The immunoglobulin superfamily member carcinoembryonic antigen-related cell adhesion molecule 6 (CEACAM6) is overexpressed in a wide variety of human cancer types, and is associated with tumor invasion and migration. The aim of the present study was to determine the role of CEACAM6 in cholangiocarcinoma (CCA) invasion and migration in vitro.
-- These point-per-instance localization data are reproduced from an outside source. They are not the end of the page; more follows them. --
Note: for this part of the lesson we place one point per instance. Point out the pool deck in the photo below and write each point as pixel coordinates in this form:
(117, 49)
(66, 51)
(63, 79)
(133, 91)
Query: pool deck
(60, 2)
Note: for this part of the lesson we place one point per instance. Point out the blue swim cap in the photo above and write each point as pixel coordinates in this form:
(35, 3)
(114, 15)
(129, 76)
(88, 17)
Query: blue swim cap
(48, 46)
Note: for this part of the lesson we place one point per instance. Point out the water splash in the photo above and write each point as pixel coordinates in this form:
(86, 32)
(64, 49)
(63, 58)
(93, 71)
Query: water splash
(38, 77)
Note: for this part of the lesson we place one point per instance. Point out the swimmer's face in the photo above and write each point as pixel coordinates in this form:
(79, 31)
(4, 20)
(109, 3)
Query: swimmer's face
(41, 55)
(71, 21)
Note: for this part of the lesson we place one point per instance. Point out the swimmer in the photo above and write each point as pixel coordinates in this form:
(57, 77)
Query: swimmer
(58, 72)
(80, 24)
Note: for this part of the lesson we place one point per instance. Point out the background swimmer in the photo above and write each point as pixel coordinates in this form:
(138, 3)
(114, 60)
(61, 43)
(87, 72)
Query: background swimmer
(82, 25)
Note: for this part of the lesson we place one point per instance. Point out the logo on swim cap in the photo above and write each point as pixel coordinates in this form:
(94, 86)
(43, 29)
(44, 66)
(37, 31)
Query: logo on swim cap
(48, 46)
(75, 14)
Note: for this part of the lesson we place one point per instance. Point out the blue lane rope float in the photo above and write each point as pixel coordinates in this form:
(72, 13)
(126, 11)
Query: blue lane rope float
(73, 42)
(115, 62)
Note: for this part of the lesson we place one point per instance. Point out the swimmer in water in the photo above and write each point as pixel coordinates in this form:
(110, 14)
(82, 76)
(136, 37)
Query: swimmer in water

The results showed that CEACAM6 was highly expressed in CCA tissues, and that the expression level of CEACAM6 was negatively associated with the degree of differentiation of CCA. Silencing CEACAM6 inhibited cell viability, invasion and migration but promoted cell apoptosis in a human CCA cell line (RBE). In addition, CEACAM6 knockdown decreased the expression of an antiapoptotic protein (Bcl-2), an interstitial cell marker (N-cadherin), extracellular matrix proteins (MMP-2 and MMP-9), a transcription factor helix protein (Twist-related protein 1), an intermediate tumor cell scaffold marker (vimentin), a protein involved in tumor nutrient vascular formation (VEGFA) and a tumorigenesis factor (intercellular cell adhesion molecule-1), but increased the expression of pro-apoptotic proteins (Bax, and cleaved caspases-3, −8 and −9) and an epithelial cell marker protein (E-cadherin). Furthermore, CEACAM6-small interfering RNA reduced the expression of the SRC/PI3K/AKT signaling transduction pathway. Taken together, these results suggested that CEACAM6 may be an epithelial-mesenchymal transition biomarker and a potential therapeutic target in human CCA.